The topography of southern Sudan is characterized by swamp, savanna, and tropical forests. Almost twice the size of Texas, it is one of the least developed regions in the world.

There are few roads in the region, and none are paved. The southern capital of Juba has the only airport with an asphalt runway. Southern Sudan depends on neighboring Kenya and Uganda for its imports which are trucked over land on rutted dirt tracks. But the route is seasonal, because roads become virtually impassable during the May-to-August rainy season.

Connections with the northern part of the country are even more fragile. The Nile River provides a lifeline with the Sudanese capital, Khartoum, but river barges are subject to rebel attacks. A railway from the north terminates at the provincial capital of Wau.

Since the downing of the Sudan Airways plane at Malakal, relief efforts have been halted. The International Committee of the Red Cross has had to abort an airlift operation that was launched Aug. 14 to fly 300 tons of grain from Entebbe, Uganda, to besieged Wau.

Red Cross officials had been negotiating with the SPLA for safe air passage of 1,000 more tons of grain at El Obeid in northern Sudan and 256 tons at Entebbe. This is now highly unlikely.

Six hundred tons of grain stocked at Wau by World Vision earlier in the year have almost run out. A 50-truck World Food Program convoy carrying 1,500 tons of grain is waiting at Nimule for a military convoy to escort it to Juba. In June, armed men ambushed a relief convoy heading for Juba, killing eight Kenyan drivers. And a Band Aid worker was killed when a military plane was shot down by the SPLA in May.

Meanwhile, time is running out for the Sudanese trapped by the conflict. Recent visitors to the SPLA-controlled refugee camp near the Kenyan border reported that 10 children were dying daily of hunger and malnutrition. The 17,000 people in the camp said they had fled there from marauding government troops.

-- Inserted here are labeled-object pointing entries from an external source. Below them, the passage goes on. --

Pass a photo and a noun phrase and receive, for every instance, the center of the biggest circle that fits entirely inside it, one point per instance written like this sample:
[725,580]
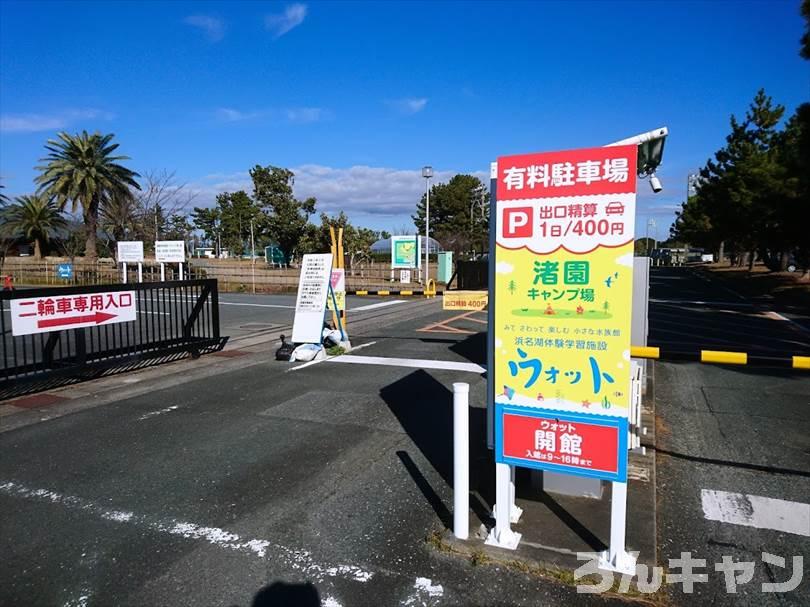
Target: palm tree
[34,219]
[81,169]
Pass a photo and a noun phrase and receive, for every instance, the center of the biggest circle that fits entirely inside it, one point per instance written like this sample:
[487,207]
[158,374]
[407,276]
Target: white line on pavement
[730,304]
[382,304]
[756,511]
[300,560]
[315,362]
[158,412]
[417,363]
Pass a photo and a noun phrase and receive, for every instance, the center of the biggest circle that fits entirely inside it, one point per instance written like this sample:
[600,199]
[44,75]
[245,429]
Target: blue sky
[356,97]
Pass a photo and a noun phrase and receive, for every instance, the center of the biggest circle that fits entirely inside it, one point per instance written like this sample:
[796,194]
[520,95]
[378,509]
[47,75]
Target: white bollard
[461,460]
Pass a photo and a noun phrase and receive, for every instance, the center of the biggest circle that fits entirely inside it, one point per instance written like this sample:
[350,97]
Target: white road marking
[239,303]
[315,362]
[756,511]
[233,303]
[300,560]
[425,592]
[381,304]
[417,363]
[158,412]
[702,303]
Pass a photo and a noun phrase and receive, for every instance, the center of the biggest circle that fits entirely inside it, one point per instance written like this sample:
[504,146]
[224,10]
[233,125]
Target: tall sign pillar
[561,310]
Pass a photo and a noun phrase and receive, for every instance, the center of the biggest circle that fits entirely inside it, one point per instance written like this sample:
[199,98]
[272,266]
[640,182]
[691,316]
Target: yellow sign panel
[464,300]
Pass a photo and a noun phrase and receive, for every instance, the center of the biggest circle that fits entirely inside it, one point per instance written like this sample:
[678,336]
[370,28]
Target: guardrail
[721,357]
[173,320]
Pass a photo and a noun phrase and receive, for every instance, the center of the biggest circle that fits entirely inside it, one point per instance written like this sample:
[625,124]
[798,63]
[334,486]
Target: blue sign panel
[64,271]
[582,444]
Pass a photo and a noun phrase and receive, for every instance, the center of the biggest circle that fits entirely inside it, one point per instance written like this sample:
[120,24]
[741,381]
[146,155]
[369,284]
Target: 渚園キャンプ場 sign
[404,252]
[562,309]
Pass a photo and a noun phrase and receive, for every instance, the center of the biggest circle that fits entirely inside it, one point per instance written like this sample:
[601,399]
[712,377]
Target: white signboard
[130,251]
[170,251]
[60,312]
[313,287]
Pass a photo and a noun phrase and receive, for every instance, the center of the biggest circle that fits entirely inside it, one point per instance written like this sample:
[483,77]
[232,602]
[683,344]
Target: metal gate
[174,320]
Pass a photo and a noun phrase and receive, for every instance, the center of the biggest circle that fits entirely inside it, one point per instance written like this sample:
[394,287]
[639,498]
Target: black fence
[173,320]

An estimated 120,000 southern Sudanese have fled to Ethiopia. The refugees are predominantly men of fighting age. Many have fled to escape persecution from both the Army and the rebels. They have been harassed by the military for alleged collaboration with the rebels. The SPLA rounds up male villagers at gunpoint and forces them into guerrilla service. Many also say their villages have been burned, their wives raped, and their cattle stolen by large bands of armed men.

Diplomats based in Khartoum have said that it is difficult to estimate the magnitude of the impending tragedy. The food shortages in the countryside cannot be quantified. But some relief agency statistics indicate that, added to the local populations, there are an estimated 50,000 refugees at Malakal, 170,000 at Wau, and 15,000 at Juba. In all three cities, food supplies are depleted.

Relief agency officials say that chances of averting mass starvation are slim as long as the war continues.

A meeting between the SPLA leader, Col. John Garang, and Sudanese Prime Minister Sadiq al-Mahdi earlier this month ended with no signs that the conflict will be resolved.

The writer was recently in Ethiopia examining the famine and its effects on the region.